After an inspirational break to raise his daughter, it’s time to get wild again

Garland Jeffreys is a New York City man through and through. Born in Brooklyn, he first made his name on the city’s thriving folk scene in the mid-1960s. He fell in with fellow Syracuse University student Lou Reed, and before long found himself in the studio playing guitar on Vintage Violence, the 1969 debut solo album by Reed’s Velvet Underground bandmate John Cale (and contributing a song, “Fairweather Friend”). After making an album with his Woodstock-based band Grinder’s Switch, he kicked off a solo career that found him returning often to the Big Apple for inspiration.

Now 67, Jeffreys is still seeing the world through a New Yorker’s lens on his latest, The King of In Between. “Everybody needs a handle, and I think that’s definitely been the case with my songs to a degree,” he says. “But it’s not as simple as that. New York is only a metaphor—the content reverberates way beyond New York. It’s about what’s going on in this country, people suffering, the difficulty of making a living.”

Jeffreys has seen his share of struggles. Stardom seemed imminent when his self-titled 1973 album earned critical buzz and a contemporaneous single, “Wild in the Streets,” became a radio hit. But as the ’70s turned into the ’80s and he was shuffled from one major label to another, the expected commercial breakthrough never materialized. “There have been disappointments,” he concedes. “Record companies aren’t concerned with what’s thoughtful or artful. They don’t think in terms of quality.”
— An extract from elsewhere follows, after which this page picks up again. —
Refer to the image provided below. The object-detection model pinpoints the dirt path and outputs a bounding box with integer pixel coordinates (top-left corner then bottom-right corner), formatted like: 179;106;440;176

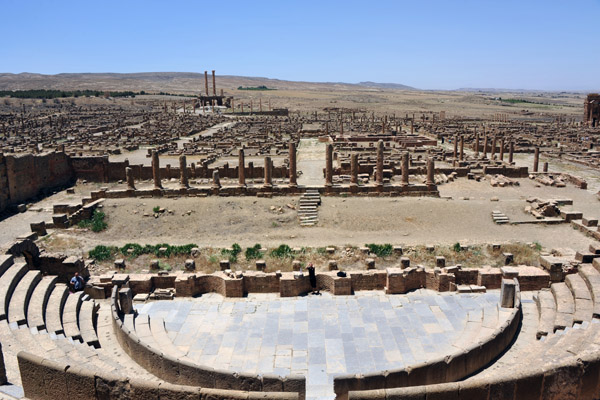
298;139;325;186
Frustrated with his lack of traction, Jeffreys didn’t release new music for nearly nine years. Upon his 1992 return with Don’t Call Me Buckwheat, he discovered that “Wild in the Streets” had become something of an anthem for the burgeoning skateboarding community. After a few years of increased visibility, he disappeared yet again—this time for a very different reason. “It had to do with my daughter being born,” Jeffreys says. “I never had a child before, and wanted to be around for her. I learned how to be a parent. If I didn’t stay home for that period of time, it wouldn’t necessarily be disastrous, but it wouldn’t be what I would expect to give to my kid. I was there, and she benefited from it.”

Now teenage Savannah Jeffreys is writing and singing songs of her own, and her father is back in business. “It’s been centuries,” he jokes. “But making this new album was just a heavenly experience.” Most of The King of In Between was recorded live, complete with the vocals, with only minimal overdubs added. In addition to his beloved New York City and other subjects, the album finds Jeffreys pondering a topic fairly new to his songwriting: mortality. “It’s not that I was suddenly looking for it,” he says. “It’s simply a fact. If I was still 50 I probably wouldn’t be that focused on it.”

Given his prior experiences with record labels, it should come as no surprise that Jeffreys has chosen to release his newest effort independently. “I’m making decisions now without interference,” he says. “There was no screening for the record company. We’re putting the creativity out directly.”